Il capitale finanziario è associazione a delinquere. "Se ne vadano
tutti": per un governo dei lavoratori
Ma al tempo
stesso va posta, nelle lotte, l'esigenza di una prospettiva politica di classe:
di un'alternativa di società e di potere.
Cos'è il caso Parmalat se non la confessione pubblica del capitalismo italiano?
Grandi gruppi industriali, l'insieme delle grandi banche, l'insieme delle
cosiddette strutture di vigilanza (da Consob a Bankitalia) -che per vent'anni
hanno chiesto e imposto ai lavoratori sacrifici, rigore, "rispetto delle
leggi", a partire da quelle antisciopero- hanno vissuto non solo di rapina,
ma di frode: l'unica legge che hanno conosciuto e conoscono è la legge del
profitto. Che in ogni società borghese ignora ogni altra legge.
Hanno potuto fare questo grazie all'insieme delle rappresentanze politiche e
coperture istituzionali di cui godono. Non solo e non tanto del parvenu
Berlusconi che, per interesse proprio, ha depenalizzato il falso in bilancio. Ma
soprattutto di quell'ambiente politico ulivista che ha governato l'Italia per
dieci anni. Che per dieci anni ha fatto da santuario e protettorato delle grandi
famiglie, dei loro affari, dello loro scalate, delle loro avventure nel mondo.

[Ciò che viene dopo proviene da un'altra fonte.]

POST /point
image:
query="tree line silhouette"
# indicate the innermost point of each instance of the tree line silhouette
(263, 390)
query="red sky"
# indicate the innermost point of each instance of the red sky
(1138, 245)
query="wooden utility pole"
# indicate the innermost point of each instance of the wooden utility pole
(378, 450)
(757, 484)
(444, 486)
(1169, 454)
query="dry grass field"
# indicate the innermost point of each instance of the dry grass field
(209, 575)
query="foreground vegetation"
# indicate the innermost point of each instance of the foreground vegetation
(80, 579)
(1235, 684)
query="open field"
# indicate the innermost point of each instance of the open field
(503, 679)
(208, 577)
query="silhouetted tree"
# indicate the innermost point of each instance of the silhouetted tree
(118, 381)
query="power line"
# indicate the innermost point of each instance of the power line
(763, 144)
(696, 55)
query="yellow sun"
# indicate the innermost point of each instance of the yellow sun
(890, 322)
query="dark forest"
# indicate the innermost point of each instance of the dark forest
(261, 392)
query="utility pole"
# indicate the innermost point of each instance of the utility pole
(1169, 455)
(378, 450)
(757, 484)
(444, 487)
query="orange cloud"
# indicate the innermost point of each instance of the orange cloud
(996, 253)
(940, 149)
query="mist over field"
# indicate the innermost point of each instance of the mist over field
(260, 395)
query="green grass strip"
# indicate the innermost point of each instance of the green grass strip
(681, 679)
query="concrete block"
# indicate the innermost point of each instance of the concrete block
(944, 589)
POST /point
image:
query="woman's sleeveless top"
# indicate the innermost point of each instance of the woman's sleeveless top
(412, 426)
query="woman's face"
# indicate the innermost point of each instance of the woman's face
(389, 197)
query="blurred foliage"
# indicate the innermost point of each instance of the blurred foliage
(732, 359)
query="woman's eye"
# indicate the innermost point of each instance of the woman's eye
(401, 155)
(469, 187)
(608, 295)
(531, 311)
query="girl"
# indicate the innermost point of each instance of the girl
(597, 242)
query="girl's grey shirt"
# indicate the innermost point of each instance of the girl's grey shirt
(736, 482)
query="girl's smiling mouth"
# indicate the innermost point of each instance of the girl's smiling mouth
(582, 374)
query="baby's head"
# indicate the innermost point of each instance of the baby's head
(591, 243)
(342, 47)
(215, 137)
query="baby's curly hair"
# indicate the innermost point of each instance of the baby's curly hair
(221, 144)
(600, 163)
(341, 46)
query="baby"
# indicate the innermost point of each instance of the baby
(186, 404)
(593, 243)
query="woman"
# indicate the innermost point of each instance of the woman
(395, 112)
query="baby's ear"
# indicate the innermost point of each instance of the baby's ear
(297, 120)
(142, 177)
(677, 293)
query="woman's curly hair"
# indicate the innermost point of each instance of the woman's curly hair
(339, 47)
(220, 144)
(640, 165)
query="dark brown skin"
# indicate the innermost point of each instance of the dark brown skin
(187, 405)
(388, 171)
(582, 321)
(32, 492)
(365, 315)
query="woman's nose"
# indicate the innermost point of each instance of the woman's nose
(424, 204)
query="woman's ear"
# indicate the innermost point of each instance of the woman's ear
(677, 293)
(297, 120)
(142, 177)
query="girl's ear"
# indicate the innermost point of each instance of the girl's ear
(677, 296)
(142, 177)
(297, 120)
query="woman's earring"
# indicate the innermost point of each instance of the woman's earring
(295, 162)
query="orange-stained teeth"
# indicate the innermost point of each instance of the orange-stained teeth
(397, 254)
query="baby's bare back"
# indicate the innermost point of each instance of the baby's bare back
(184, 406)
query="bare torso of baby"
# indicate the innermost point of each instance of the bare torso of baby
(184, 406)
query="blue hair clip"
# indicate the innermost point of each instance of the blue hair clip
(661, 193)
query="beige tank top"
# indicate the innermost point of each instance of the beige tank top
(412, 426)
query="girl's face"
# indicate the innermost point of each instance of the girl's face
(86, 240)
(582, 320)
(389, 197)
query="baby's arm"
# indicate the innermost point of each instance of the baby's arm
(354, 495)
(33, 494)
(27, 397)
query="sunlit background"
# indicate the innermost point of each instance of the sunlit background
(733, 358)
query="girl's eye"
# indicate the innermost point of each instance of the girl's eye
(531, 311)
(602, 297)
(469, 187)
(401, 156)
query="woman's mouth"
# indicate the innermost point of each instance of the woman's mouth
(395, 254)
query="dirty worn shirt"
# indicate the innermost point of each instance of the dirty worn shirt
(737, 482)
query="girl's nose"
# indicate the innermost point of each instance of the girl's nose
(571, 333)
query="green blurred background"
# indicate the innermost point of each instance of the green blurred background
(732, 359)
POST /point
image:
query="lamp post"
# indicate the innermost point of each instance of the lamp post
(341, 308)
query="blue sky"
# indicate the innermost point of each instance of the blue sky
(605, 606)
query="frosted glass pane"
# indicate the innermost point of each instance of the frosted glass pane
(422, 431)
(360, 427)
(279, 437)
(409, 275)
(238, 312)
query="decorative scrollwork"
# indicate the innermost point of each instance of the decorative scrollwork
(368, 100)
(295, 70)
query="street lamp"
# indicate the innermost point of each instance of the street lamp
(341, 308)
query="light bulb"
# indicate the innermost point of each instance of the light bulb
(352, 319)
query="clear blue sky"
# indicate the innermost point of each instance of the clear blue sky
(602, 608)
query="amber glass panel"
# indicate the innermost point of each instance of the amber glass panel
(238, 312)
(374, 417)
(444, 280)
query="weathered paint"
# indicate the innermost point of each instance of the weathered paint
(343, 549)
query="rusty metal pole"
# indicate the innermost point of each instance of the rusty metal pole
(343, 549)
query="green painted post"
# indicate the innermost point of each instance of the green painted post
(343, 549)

Si potrà dire che Callisto Tanzi è stato uno dei grandi elettori di Prodi nel
'96? Che Padoa Schioppa e Spaventa erano i presidenti della Consob negli anni
d'oro delle truffe Parmalat? Che il ministro del commercio con l'estero Fassino
fu commesso e curatore degli interessi Parmalat in Argentina negli anni del
famigerato De la Rua?
I lavoratori possono e debbono dire"basta".
Le classi dirigenti del Paese, i loro portavoce di ogni colore e di ogni tacca,
se ne devono andare. E' il caso di dire: "se ne vadano tutti".
Solo la classe operaia può rifondare l'economia e la società italiana su basi
interamente nuove, facendola finita col capitalismo e le sue leggi. Solo un
governo dei lavoratori, basato sulla loro forza, può liberare il mondo del
lavoro, i consumatori, i piccoli risparmiatori dall'associazione a delinquere
del capitale finanziario.
L'alternativa o è questo o non è.
La battaglia per l'autonomia di classe: nella Cgil e nelle lotte
Ma proprio
l'intreccio tra generalizzazione delle lotte e alternativa politica di classe
ripropone il nodo decisivo dell'autonomia del movimento operaio. E chiama in
causa le politiche delle sue attuali direzioni.
Non si può parlare a nome dei lavoratori, del movimento, della lotta, e al
tempo stesso allearsi con i loro avversari di classe e i paladini della pace
sociale. Non si può invocare formalmente l'"alternativa" e "la
critica del capitalismo", e poi puntare al blocco di governo con i salotti
buoni dei banchieri ulivisti amici di Parmalat.
Lo ribadiamo: o di qua o di là.
Per questo la battaglia per la rottura del movimento operaio col centro borghese
liberale è più che mai all'ordine del giorno: nella Cgil, nel Prc, in ogni
dinamica di lotta.
Progetto Comunista si impegna in questa battaglia con tutte le proprie energie.